So the way I approach it now is that I just use the code that I know will require the least effort from the CPU, in the hope that on average (i.e. averaged over the many different future versions of the program) the speed difference between a cheap and an expensive group of instructions will be in favor of the cheap group, even to for individual cases it can sometimes be the reverse.

mar · Post by **mar** » Fri Apr 10, 2020 8:48 am

hgm wrote: ↑Fri Apr 10, 2020 7:29 am My experience is that you cannot really optimize programs this way (i.e. make very small changes and see how they affect execution time) on these modern multi-scalar out-of-order CPUs. Execution times of instructions just depend too much on each other. E.g. on the order in which instructions appear, at what absolute address they appear. When I was writing Qperft, at some point some of its code had become unreachable: it was in an if-statement with a condition that could not possibly be fulfilled anymore due to other changes. But when I deleted that code, the time for perft(6) became appreciably slower (some 10-20%, IIRC). Very much like what you are reporting here. Apparently deleting the unused code moved other code to a different address, which had a large impact on its execution speed. Or perhaps insertion of an always-taken conditional branch resolved a collision between branch patterns that otherwise would have confused the global branch predictor. So many obscure things are going on in these CPUs that it is impossible to know.

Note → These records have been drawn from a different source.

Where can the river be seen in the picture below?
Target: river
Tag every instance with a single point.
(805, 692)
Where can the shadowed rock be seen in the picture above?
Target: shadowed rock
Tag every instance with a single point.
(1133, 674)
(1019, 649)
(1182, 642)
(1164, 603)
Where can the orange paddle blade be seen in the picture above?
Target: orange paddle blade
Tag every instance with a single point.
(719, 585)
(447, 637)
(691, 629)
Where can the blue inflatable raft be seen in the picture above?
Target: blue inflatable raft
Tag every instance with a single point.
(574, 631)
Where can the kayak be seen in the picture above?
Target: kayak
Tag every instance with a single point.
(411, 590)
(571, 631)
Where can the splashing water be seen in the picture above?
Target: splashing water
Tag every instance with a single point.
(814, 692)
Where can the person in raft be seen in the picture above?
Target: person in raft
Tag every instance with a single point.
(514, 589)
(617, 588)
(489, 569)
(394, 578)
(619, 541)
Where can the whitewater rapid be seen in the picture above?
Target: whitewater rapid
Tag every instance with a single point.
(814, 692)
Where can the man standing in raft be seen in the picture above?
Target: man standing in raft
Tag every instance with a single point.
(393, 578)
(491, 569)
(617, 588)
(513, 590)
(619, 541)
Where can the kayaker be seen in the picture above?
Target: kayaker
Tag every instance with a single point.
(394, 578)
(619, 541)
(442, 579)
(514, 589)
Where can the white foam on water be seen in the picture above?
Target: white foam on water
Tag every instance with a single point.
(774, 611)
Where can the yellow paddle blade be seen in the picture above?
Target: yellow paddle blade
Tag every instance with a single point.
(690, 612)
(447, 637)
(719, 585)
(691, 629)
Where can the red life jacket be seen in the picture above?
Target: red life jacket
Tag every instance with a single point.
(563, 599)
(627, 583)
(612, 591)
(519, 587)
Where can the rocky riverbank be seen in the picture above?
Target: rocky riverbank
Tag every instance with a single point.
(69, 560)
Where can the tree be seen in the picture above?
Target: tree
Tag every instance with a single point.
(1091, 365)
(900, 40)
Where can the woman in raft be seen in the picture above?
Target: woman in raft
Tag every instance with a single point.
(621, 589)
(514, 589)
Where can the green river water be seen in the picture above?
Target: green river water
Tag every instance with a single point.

I have a very similar experience, recently I found a strange regression (40%) in a switch (bytecode VM), reordering one VM opcode (=case inside switch) and the problem was gone. This happened on Ryzen, on Intel no such problem was present. So I suspect either icache/uop cache (not sure how this one really works) or branch predictor, but since it was an indirect jump based on a register that got resolved just before the jump, I don't think that branch predictor was involved.
What puzzles me that the switch fits in 3 4k pages, so that should fit comfortably into L1i, I don't know. These things can happen and there's nothing to do about it, I'm afraid.

Terje · Post by **Terje** » Fri Apr 10, 2020 12:46 pm

The to^8 trick tested well in Weiss but not in Ethereal (likely due to factors discussed by hgm), which is why I was curious about what your profiler would say (and the actual performance).

If you want to see Weiss speed without the eval/move order code you can comment out the lines marked as 'update material', 'update phase', and 'update various piece lists' (this comment needs updating lol), in Add/Clear/MovePiece functions in makemove.c and line 67-75 in movegen.c. On my machine perft 7 drops from 104 to 88 seconds, a ~15% speedup.

I too only count leaf nodes so my perft output is a bit misleading. I'll update this to properly specify that it means leaves not all nodes, as well as leaves/s.

Nice speedup again!

leanchess · Post by **leanchess** » Fri Apr 10, 2020 1:30 pm

I specifically optimised my perft implementation and got it to half those times (albeit with no castling and incomplete promotion implementation). I'm wondering if this has to do with your language of choice. The reason I'm asking is that I'm considering switching to Rust as you advertised it as capable of addressing 128-bit registers, which could be useful in implementing that idea of mine.

Terje · Post by **Terje** » Fri Apr 10, 2020 1:49 pm

leanchess wrote: ↑Fri Apr 10, 2020 1:30 pm I specifically optimised my perft implementation and got it to half those times (albeit with no castling and incomplete promotion implementation). I'm wondering if this has to do with your language of choice. The reason I'm asking is that I'm considering switching to Rust as you advertised it as capable of addressing 128-bit registers, which could be useful in implementing that idea of mine.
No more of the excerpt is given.